Мы беседуем с Романом Григорьевичем в маленькой театральной комнатушке во время спектакля.
- Марксисты на протяжении многих лет в этой стране понятия индивидуальности и личности соединяли воедино. Им это было, по-видимому, выгодно. Но индивидуум - то, что зависит от папы, от мамы, от социальных, экономических, политических условий, от среды. Личность же существует только благодаря свободе и создается до момента, как мы появляемся на этот свет. Поэтому личность невозможно ни уничтожить, ни подчинить. Не ты руководишь своей жизнью. Жизнь твоя предопределена свыше. Если ты это понимаешь, то трудности, с которыми сталкиваешься, только взращивают личность. И каждый кошмар - необходимая ступенька для роста духа. Личность в этом мире проверяется. Она либо крепнет, либо гибнет.

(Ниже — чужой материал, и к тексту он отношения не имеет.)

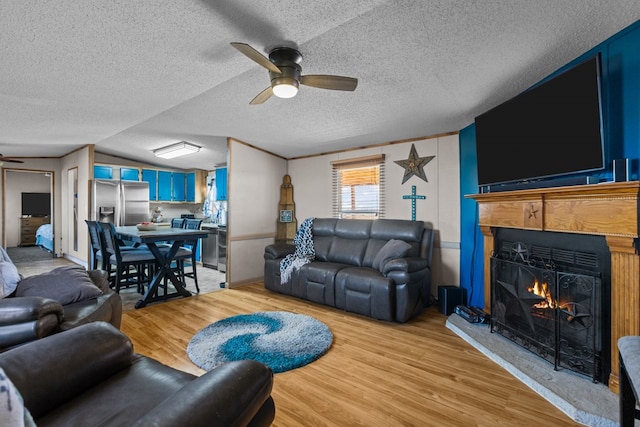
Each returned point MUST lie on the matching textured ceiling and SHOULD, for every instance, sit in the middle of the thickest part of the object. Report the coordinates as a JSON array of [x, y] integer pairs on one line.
[[132, 76]]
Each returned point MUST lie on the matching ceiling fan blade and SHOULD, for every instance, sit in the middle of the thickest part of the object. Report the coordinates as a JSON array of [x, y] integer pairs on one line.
[[329, 82], [262, 96], [256, 56], [8, 159]]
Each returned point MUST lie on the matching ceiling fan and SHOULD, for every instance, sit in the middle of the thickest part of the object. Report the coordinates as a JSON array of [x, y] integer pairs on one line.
[[286, 76], [9, 159]]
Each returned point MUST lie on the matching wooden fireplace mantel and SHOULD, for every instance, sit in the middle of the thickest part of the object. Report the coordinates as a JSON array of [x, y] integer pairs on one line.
[[607, 209]]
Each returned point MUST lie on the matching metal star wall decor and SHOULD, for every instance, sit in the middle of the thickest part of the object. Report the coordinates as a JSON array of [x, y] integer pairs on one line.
[[414, 165]]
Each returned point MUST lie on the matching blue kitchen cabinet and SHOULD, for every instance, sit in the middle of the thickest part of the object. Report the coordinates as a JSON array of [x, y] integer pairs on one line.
[[191, 187], [164, 186], [221, 184], [177, 189], [102, 172], [151, 176], [129, 174]]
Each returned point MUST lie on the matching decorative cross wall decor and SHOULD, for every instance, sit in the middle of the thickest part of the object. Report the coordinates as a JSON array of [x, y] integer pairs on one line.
[[413, 198]]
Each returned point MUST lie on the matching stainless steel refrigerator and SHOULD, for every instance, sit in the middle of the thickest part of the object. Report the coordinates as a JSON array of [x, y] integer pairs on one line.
[[120, 202]]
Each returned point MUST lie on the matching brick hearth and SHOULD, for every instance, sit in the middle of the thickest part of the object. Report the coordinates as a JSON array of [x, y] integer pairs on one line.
[[607, 209]]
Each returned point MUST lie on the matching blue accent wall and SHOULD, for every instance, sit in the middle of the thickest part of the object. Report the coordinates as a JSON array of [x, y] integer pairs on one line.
[[621, 112]]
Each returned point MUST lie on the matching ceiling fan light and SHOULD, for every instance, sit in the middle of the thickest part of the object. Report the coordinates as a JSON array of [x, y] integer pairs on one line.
[[176, 150], [285, 87]]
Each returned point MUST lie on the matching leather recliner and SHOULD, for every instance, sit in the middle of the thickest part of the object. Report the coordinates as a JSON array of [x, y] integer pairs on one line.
[[24, 319], [90, 376], [342, 275]]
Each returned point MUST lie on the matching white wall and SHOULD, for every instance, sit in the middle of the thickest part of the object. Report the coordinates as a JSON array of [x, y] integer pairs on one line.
[[80, 160], [311, 178], [253, 195]]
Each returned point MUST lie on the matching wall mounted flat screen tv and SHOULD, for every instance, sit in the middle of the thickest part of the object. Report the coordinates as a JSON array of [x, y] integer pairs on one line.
[[36, 204], [553, 129]]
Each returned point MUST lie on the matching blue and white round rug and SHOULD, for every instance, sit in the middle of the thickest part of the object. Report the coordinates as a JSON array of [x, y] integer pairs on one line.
[[279, 339]]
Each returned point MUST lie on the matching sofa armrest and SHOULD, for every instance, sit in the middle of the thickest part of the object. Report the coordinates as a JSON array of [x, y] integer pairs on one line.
[[100, 278], [278, 250], [23, 309], [231, 394], [24, 319], [53, 370]]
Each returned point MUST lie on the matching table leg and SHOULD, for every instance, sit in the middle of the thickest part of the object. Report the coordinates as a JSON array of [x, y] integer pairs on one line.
[[164, 271]]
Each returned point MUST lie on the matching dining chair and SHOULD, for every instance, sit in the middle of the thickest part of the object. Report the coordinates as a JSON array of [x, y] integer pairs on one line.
[[96, 245], [190, 258], [177, 222], [132, 267]]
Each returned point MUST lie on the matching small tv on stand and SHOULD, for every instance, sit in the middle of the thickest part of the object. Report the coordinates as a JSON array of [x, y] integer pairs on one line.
[[36, 204]]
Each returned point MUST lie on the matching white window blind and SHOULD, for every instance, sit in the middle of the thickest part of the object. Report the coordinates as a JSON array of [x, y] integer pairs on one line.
[[358, 188]]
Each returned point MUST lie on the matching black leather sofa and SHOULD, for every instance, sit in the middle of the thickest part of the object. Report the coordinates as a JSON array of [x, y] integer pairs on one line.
[[342, 275], [90, 376], [27, 318]]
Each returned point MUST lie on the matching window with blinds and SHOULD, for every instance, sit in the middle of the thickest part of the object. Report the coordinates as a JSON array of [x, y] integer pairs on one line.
[[358, 188]]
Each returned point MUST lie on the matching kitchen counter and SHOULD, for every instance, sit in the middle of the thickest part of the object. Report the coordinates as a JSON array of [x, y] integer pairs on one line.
[[208, 225]]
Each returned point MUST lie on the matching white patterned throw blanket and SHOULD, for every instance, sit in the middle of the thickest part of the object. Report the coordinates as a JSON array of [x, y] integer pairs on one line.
[[304, 254]]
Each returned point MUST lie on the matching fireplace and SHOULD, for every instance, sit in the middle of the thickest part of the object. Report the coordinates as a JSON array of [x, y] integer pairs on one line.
[[607, 210], [549, 295]]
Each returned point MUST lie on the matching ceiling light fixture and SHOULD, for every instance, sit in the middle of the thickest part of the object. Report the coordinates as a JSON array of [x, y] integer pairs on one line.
[[176, 150], [285, 87]]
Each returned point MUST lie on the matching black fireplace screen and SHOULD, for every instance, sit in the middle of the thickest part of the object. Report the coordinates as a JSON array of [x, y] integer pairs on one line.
[[553, 310]]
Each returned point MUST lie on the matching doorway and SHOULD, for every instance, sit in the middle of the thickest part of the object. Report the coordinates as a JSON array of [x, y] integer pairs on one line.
[[27, 221]]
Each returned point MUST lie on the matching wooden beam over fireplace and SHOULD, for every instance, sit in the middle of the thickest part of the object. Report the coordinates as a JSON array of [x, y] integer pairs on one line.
[[607, 209]]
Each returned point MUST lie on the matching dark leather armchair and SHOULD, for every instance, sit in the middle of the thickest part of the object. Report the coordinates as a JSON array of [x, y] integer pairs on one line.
[[27, 318], [90, 376]]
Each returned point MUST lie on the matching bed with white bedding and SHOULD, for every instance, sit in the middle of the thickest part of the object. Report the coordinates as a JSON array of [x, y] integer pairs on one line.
[[44, 237]]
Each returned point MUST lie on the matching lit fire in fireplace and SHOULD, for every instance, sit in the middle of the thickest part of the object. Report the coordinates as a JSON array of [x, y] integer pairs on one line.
[[542, 290]]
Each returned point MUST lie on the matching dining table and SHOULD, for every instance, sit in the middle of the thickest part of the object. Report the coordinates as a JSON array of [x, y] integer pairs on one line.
[[164, 271]]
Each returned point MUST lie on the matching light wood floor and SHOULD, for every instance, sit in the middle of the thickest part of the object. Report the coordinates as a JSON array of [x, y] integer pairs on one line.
[[375, 374]]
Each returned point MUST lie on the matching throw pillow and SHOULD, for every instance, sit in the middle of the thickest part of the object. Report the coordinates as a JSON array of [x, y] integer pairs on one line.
[[12, 410], [392, 249], [66, 285], [9, 278]]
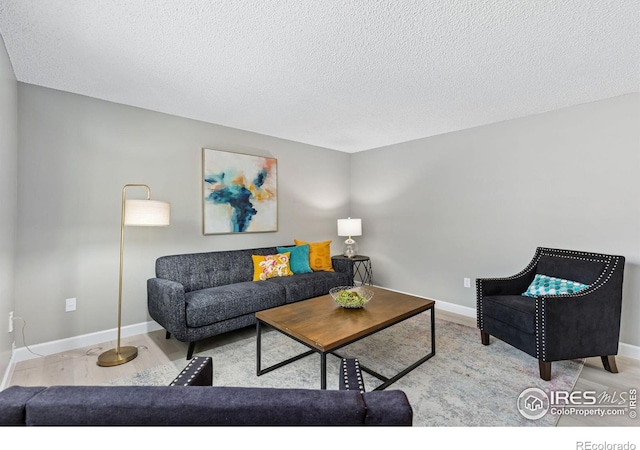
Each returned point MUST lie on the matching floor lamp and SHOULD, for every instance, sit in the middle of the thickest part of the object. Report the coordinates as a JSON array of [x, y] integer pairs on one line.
[[148, 213]]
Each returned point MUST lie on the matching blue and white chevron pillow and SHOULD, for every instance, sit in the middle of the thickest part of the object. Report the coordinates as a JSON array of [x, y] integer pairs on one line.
[[543, 285]]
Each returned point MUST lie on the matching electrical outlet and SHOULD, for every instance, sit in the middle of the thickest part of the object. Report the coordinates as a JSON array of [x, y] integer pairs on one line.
[[70, 304]]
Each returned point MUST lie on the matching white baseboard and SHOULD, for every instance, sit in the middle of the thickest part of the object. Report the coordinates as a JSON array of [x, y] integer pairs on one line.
[[100, 337], [85, 340], [72, 343]]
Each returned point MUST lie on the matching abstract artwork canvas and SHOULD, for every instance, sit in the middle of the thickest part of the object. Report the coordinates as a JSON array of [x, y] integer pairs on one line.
[[240, 193]]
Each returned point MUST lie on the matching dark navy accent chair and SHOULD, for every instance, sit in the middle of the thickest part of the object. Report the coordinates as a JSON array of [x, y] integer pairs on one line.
[[556, 327]]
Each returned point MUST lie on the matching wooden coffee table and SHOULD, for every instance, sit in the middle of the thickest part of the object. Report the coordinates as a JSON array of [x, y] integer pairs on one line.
[[323, 326]]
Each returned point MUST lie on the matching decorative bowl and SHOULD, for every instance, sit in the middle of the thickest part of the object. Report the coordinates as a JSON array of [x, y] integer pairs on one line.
[[350, 296]]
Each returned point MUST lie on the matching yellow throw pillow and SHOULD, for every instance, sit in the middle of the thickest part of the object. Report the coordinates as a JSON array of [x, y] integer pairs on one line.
[[319, 255], [271, 266]]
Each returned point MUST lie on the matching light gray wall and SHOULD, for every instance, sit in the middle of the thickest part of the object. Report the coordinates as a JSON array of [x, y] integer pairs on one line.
[[8, 198], [477, 203], [76, 154]]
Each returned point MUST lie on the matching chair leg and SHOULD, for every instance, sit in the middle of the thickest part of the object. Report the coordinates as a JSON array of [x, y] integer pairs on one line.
[[192, 347], [609, 363], [545, 369]]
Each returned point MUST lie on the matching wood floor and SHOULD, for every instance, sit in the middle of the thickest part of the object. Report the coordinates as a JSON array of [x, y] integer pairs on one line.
[[78, 367]]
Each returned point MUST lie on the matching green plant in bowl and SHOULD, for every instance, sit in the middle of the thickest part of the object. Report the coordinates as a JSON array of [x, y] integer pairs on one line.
[[351, 297]]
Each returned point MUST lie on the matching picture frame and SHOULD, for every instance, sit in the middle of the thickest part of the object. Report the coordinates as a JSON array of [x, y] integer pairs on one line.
[[239, 193]]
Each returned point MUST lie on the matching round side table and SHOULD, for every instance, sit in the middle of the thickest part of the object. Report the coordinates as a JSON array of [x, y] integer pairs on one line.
[[361, 268]]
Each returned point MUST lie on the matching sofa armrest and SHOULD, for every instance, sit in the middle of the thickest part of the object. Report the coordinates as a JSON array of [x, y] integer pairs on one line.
[[351, 375], [166, 303], [199, 372]]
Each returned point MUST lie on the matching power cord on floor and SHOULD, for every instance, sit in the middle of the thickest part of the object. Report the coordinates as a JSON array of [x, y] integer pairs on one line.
[[24, 340], [90, 352]]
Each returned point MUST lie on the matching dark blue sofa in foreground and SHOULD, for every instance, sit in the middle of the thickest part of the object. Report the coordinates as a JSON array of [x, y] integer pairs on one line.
[[191, 400]]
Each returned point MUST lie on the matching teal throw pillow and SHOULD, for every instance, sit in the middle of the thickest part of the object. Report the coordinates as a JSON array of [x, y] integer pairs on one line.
[[299, 261], [543, 285]]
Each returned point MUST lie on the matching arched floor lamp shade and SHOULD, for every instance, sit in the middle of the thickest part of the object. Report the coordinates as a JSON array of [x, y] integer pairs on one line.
[[146, 213]]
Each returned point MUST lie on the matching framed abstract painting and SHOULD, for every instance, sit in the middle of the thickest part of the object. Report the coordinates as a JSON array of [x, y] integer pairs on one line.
[[240, 193]]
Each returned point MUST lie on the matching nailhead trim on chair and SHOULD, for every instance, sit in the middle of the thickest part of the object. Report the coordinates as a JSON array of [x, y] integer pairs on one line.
[[200, 362], [611, 263]]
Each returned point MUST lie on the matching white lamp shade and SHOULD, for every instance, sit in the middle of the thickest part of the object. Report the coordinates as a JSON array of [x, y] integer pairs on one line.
[[147, 213], [349, 227]]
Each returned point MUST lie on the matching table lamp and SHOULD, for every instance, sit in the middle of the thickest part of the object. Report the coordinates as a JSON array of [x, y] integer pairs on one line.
[[350, 227]]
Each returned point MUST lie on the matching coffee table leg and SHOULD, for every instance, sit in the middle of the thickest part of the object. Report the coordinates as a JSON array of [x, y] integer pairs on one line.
[[259, 343], [323, 370]]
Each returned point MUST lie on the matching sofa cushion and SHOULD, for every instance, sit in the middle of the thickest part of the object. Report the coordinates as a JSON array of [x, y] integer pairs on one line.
[[299, 258], [269, 266], [196, 405], [212, 305], [197, 271], [13, 402], [319, 255], [516, 310], [307, 285]]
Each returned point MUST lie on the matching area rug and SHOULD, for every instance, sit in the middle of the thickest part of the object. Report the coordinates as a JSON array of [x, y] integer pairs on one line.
[[465, 384]]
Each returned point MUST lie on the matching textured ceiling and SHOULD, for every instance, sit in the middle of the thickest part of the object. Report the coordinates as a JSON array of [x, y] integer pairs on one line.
[[348, 75]]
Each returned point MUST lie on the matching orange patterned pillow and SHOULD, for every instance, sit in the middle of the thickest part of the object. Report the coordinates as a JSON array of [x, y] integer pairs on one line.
[[319, 255], [270, 266]]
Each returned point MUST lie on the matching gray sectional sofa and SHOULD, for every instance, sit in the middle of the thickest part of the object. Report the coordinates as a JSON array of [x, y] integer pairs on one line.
[[191, 400], [199, 295]]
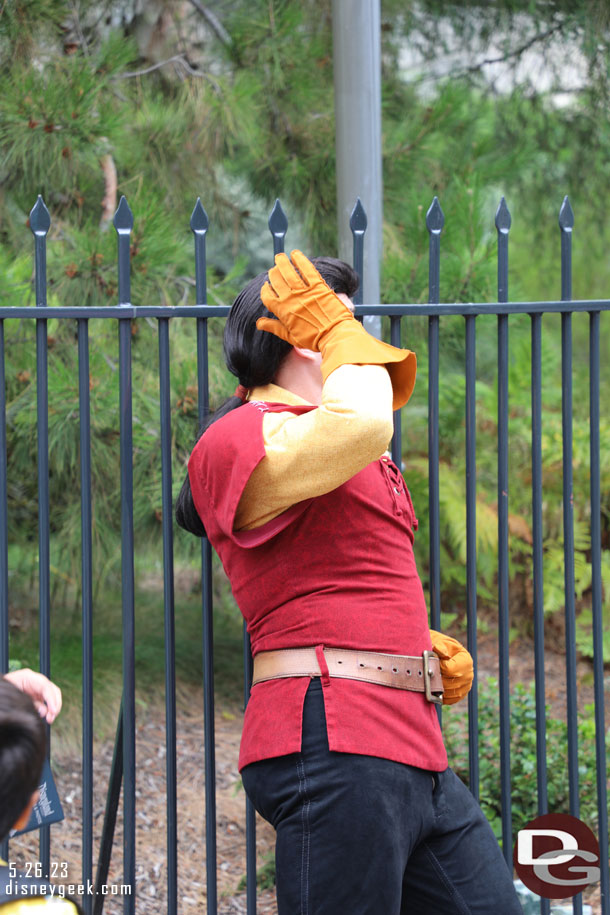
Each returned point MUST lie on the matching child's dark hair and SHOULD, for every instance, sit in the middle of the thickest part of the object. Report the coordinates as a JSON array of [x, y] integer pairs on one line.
[[22, 750], [254, 357]]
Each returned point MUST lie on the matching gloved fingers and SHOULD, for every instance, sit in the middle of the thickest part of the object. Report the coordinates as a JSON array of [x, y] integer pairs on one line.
[[273, 326], [457, 666], [452, 698], [277, 285], [291, 280]]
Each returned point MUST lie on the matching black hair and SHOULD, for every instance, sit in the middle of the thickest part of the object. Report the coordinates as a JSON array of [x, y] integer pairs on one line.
[[22, 750], [254, 357]]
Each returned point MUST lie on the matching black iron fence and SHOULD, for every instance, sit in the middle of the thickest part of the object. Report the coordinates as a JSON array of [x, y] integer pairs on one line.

- У вас кошмаров было много?
- Естественно. Кто знает историю этой страны, тот понимает, что то, чем я занимался, было как бы частью государственного дела. Театр, искусство, культура обслуживали правящий класс коммунистов. Они считали это частью общепролетарского.
- У Ленина даже была работа "Партийная организация и партийная литература".
- Да. Они считали это частью общепролетарского дела. Мое же глубокое убеждение, что культура (она от слова "культ") происхождения религиозного, зачиналась у церковных ворот, поэтому никакого отношения к социальному процессу не имеет. Искусство не принадлежит народу, искусство не принадлежит никому.
- Оскар Уайльд утверждал, что искусство существует только ради искусства.
- Конечно. Искусство первичнее жизни. Искусство как бы покрывало жизни, оно - поверх жизни. Гении, которые определяли путь в искусстве, предвосхищали то, что будет происходить в обществе.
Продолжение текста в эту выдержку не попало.